• The mother of a large family was explaining why she dresses her children alike, right down to the youngest baby.”When we had just four children, I dressed them alike so we wouldn’t lose any of them.”
“Now,” she added, looking around at her brood of nine, “I dress them alike so we won’t pick up any that don’t belong to us.”
• Q: What’s the difference between good & bad gals?
A: Good gals loosen a few buttons when it’s hot, bad gals make it hot by loosening a few buttons!
• A rabbi took a job at a Duracell factory. His job is to stand on the production line and as the batteries go by, say, “I wish you long life”.
• Can I go to the theater? Asks a mosquito to her mother. Yes but be aware, pay attention during the applause.

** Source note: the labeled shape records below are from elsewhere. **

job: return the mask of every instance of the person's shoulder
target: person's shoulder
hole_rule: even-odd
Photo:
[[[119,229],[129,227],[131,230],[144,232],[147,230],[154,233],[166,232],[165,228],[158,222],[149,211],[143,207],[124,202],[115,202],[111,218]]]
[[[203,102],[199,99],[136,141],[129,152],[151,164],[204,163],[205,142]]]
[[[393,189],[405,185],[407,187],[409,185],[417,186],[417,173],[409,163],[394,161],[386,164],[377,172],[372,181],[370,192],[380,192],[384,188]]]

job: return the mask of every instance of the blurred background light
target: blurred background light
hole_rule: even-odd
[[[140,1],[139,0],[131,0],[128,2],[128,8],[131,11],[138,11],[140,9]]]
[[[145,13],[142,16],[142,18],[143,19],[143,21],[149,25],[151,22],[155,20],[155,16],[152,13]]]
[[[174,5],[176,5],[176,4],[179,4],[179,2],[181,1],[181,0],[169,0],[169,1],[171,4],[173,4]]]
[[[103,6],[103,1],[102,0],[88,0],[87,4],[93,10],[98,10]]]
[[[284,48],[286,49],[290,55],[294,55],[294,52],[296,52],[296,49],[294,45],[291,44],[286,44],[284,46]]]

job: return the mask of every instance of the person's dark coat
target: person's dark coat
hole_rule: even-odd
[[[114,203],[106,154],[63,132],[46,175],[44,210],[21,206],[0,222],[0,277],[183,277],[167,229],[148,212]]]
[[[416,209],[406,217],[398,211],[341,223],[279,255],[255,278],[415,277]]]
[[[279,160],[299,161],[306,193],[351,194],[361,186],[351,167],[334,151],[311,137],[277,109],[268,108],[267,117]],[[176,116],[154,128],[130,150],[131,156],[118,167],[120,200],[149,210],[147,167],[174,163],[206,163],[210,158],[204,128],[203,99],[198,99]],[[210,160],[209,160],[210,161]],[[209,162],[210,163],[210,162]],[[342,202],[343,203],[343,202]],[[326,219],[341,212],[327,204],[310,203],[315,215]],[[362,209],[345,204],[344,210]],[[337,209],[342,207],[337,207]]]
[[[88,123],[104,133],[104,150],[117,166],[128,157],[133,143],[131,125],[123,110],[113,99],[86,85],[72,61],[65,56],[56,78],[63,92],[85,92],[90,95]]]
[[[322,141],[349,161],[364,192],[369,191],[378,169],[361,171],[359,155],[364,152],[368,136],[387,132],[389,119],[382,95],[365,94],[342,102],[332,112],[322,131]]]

• Q: How do you recognize a Santa’s son in School? A: He is the one who erases the books when the teacher erases the board.
• Santa: I kiss my wife everyday before leaving for office, what about you?
Banta: Me too, after you leave.
• Sign in a pathology: It might be piss and shit for u, but for us it is bread and butter.
• Q: Why doesn’t law permit a man to marry a second woman?
A: Because as per law you cannot be punished twice for the same offence!
• Height of optimism:
Soldier: Sir, we are surrounded!
Major: Excellent! We can attack in any direction now!
• Said to a railroad engineer: What’s the use of having a train schedule if the trains are always late.
Railroad engineer: How would we know they were late, if we didn’t have a schedule?
• A recent study showed that the average husband only actually speaks to his wife about thirty-seven minutes each week.
Well, yeah, I can believe that, I mean just how long does it take to say “Uh-huh” or “Yes dear” or “I’m sorry” ?
• Santa was caught for speeding and went before the judge.
The judge said: What will you take 30 days or Rs 3000.
Santa: I think I’ll take the money.
• Q: How do you sink a submarine full of blondes?
A: Knock on the door.
• The judge read the charges, then asked: Are you the defendant in this case?